His being a teacher in whom such enlightened activity is present connects with teacher of gods and men. In fact, he is the teacher of all sentient beings within the three realms, but gods and men are mentioned here because seeing truth or seeing the attainment of fruition through training in virtue or the attainment of the noble ones’ levels are things not seen by anyone other than the excellent ones among migrators. Thus, gods and men are considered to be the principal ones to be tamed and are accordingly mentioned here. Note that that explanation is given from the standpoint of the common vehicle (69) but, in fact, in the world too, if one says, “the king bowed and prostrated”, even if it is not explicitly stated that the retinue also bowed and prostrated, it is understood by implication (70).

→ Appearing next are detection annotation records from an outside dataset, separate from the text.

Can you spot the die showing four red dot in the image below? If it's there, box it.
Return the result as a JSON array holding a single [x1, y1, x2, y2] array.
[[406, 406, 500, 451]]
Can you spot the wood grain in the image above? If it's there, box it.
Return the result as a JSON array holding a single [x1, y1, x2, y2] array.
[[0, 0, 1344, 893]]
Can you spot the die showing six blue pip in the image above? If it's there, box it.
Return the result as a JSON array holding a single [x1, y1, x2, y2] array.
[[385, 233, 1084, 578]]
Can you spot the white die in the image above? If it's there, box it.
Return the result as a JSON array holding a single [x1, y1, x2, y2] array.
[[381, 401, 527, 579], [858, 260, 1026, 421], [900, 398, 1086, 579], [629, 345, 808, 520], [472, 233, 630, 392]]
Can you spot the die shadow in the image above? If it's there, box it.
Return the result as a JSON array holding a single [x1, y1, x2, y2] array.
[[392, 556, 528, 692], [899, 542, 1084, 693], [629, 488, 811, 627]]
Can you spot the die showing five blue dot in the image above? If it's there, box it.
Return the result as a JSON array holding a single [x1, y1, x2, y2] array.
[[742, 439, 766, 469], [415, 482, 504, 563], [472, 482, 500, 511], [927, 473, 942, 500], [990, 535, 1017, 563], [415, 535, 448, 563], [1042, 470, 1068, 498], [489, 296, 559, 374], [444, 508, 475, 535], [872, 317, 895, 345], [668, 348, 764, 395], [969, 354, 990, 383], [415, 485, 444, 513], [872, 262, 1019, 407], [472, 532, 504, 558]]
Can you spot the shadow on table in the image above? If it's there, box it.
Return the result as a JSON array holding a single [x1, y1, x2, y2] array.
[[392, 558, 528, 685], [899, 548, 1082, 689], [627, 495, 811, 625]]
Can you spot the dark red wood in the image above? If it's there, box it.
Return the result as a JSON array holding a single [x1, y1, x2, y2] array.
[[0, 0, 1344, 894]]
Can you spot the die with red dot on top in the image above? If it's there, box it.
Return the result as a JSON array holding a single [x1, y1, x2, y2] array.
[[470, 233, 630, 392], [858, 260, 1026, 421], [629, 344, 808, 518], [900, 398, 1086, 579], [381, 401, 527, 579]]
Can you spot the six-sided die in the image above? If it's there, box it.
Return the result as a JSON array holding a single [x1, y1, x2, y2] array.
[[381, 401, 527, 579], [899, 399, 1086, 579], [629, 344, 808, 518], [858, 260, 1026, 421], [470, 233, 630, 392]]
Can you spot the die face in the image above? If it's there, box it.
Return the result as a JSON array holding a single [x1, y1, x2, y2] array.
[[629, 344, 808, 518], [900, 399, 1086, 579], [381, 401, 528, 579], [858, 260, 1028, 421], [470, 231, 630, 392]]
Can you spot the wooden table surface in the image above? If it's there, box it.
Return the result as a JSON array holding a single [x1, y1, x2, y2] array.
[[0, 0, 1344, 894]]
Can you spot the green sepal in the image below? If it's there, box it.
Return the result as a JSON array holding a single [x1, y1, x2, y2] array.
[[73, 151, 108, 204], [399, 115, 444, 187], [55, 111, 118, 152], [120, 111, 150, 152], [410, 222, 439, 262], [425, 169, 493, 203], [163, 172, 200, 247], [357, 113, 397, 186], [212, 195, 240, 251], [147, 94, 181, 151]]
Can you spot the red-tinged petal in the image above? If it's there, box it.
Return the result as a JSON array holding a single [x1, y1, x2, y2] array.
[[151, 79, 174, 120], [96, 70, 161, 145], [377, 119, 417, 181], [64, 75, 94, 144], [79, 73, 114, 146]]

Now, to show the teacher in whom those kinds of good qualities are based, the words buddha bhagavat are repeated. There is no fault in this repetition; the first time was for the purpose of showing the good qualities themselves and this time it is primarily to understand the being in whom those good qualities are based. Next, the extensive explanation is given. Its topic headings have been ascertained to be: definite situation, body’s nature, what he is based on, function, methods, dwelling, detachment, how he enacted, and summary.
The two phrases The tathāgata corresponds to a cause of merit. His roots of virtue do not go to waste go with his having a definite situation, that is, with his being present in a steady way. In the expanse without remainder with good qualities that do not end, he perpetually shows deeds for the purpose of sentient beings. Samsaric beings’ virtues come to an end because they are used up in full-ripening (71) and shravaka and pratyeka’s virtues also come to an end, being used up in the expanse of no-remainder (72). Therefore these beings do not perpetually have an existence that corresponds to a cause of merit. The Buddha, previously when he was a bodhisatva, did not dedicate his generosity and the rest for the purpose of everyone’s happiness, but dedicated every bit of it to the emancipation of every sentient being. Because such merit does not end for as long as its aim has not been completed and because he cultivated it in a way that made it equal in extent to the expanse of all dharmas, the fruition, in correspondence with its cause, also never ends. The Highest Continuum also speaks of this and what it says should be remembered:
With infinite causes and unending sentient beings and
Love and miracles and knowledge all to perfection,
The Lord of Dharma has defeated the mara of death
and, Because of being no entity, is the perpetual guardian of
Therefore, his roots of virtue do not go to waste because there is an uninterrupted fruition of all the roots of virtue that he made previously.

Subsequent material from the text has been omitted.